Metzinger Ego-Tunnel
Der ‚Philosophie-Mediator‘ Richard David Precht interviewt Thomas Metzinger – dabei reden die beiden u.A. auch über ’soziales Schach‘, verteilen einige Spitzen gegen die nur um sich selbst kreisenden Elitezirkel der akademischen Philosophie und wünschen sich von der mehr Weltzugewandtheit

Nun also kann Precht mit seiner Berufung zum Honorarprofessor an der Uni Lüneburg zeigen, ob sich seine Vorstellungen von einer zeitgemäßeren Art des Philosophierens auch im akademischen Betrieb umsetzen lassen. Was er dann da so in Seminar- und Bachelorarbeiten schreiben lässt, dürfte zwar kaum Bestseller-tauglich sein, aber sein Thema „Auf der Suche nach dem festen Grund“ scheint schon mal nicht schlecht gewählt, weil man dabei ja prinzipiell über alles reden kann, so wie er’s in der Öffentlichkeit sonst auch tut.

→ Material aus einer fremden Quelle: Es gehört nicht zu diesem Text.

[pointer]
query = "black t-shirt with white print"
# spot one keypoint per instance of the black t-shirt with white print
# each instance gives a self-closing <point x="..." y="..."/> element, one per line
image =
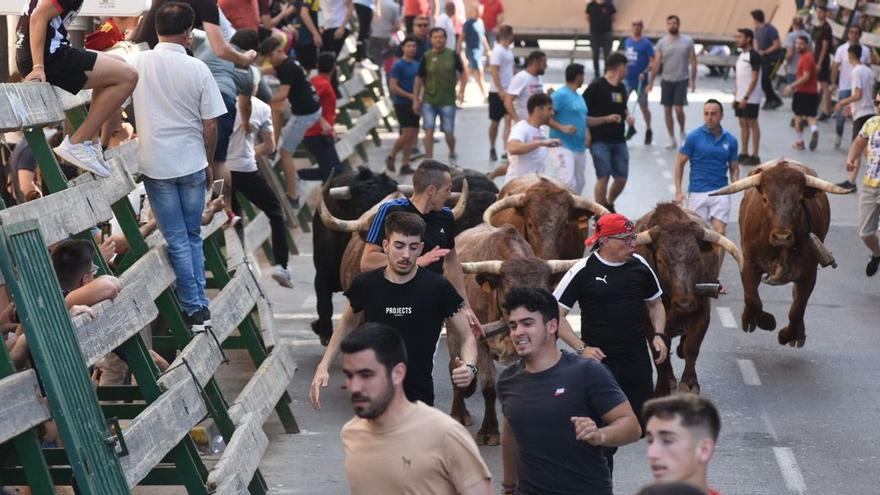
<point x="612" y="299"/>
<point x="416" y="309"/>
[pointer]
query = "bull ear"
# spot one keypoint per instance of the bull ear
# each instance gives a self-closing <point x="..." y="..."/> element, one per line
<point x="488" y="281"/>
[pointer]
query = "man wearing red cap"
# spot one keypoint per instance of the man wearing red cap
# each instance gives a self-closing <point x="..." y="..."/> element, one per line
<point x="613" y="286"/>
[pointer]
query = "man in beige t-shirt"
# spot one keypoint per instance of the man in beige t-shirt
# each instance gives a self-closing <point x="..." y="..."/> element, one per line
<point x="397" y="446"/>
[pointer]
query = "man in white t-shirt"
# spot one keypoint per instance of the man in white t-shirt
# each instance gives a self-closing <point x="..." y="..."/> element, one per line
<point x="501" y="73"/>
<point x="861" y="102"/>
<point x="527" y="145"/>
<point x="748" y="96"/>
<point x="840" y="66"/>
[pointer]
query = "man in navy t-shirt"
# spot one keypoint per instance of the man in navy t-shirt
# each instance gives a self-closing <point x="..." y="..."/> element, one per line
<point x="640" y="55"/>
<point x="713" y="153"/>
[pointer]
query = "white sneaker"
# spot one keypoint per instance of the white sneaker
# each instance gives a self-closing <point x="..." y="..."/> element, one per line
<point x="282" y="276"/>
<point x="83" y="156"/>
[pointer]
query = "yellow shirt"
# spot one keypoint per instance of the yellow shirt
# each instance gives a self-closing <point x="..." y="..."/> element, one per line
<point x="425" y="453"/>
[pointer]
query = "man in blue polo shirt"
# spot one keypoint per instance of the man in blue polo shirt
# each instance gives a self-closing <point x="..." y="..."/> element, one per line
<point x="713" y="154"/>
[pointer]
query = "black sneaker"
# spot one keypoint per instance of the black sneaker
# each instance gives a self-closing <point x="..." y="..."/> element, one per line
<point x="849" y="186"/>
<point x="871" y="269"/>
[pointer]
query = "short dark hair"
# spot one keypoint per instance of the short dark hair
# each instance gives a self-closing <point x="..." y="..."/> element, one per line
<point x="174" y="18"/>
<point x="72" y="259"/>
<point x="326" y="62"/>
<point x="384" y="340"/>
<point x="268" y="45"/>
<point x="538" y="100"/>
<point x="429" y="173"/>
<point x="694" y="411"/>
<point x="855" y="50"/>
<point x="713" y="101"/>
<point x="533" y="299"/>
<point x="404" y="223"/>
<point x="535" y="56"/>
<point x="615" y="60"/>
<point x="572" y="71"/>
<point x="757" y="15"/>
<point x="246" y="39"/>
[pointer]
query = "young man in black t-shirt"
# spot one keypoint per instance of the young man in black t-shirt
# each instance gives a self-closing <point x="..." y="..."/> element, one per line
<point x="413" y="301"/>
<point x="606" y="114"/>
<point x="613" y="286"/>
<point x="305" y="107"/>
<point x="560" y="410"/>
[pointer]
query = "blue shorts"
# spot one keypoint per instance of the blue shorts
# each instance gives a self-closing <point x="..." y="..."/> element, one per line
<point x="447" y="117"/>
<point x="610" y="159"/>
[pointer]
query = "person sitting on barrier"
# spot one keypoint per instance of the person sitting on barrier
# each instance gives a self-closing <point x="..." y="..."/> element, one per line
<point x="320" y="139"/>
<point x="44" y="53"/>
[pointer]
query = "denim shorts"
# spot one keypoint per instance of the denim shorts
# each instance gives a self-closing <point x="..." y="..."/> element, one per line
<point x="610" y="159"/>
<point x="447" y="117"/>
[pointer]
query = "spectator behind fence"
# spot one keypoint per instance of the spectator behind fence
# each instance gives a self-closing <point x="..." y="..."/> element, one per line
<point x="682" y="431"/>
<point x="320" y="139"/>
<point x="304" y="107"/>
<point x="176" y="106"/>
<point x="43" y="52"/>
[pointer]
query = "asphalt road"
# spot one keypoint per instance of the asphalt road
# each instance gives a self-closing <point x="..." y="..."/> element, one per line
<point x="794" y="420"/>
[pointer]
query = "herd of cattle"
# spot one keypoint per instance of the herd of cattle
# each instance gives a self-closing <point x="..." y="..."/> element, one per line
<point x="532" y="231"/>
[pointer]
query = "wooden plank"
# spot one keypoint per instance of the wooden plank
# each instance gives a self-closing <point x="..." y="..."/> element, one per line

Vor Antritt seiner Uni-Laufbahn aber durfte er im Auftrag des SF und 3sat noch einen Vierteiler zur Reihe  „Sternstunden Philosophie“ unters Philo-interessierte Volk bringen, zu der er u.A. den ‚Neuro-Philosophen‘ Thomas Metzinger als Gesprächsgast eingeladen hatte.

Metzinger Ego-TunnelMetzinger, der schon seit langem eine Professur für theoretische Philosophie an der Uni Mainz inne hat, tritt seit vielen Jahren nicht nur sehr aktiv für die interdisziplinäre Öffnung der analytischen „Philosophie des Geistes“ ein, sondern setzt diese Themen auch in angewandte Ethik um, speziell in der Neuroethik im Zusammenhang mit Cognitive Enhancers, statt deren Einsatz (etwa des umstrittenen Ritalin) er u.a. Meditationsunterricht an Schulen vorschlägt.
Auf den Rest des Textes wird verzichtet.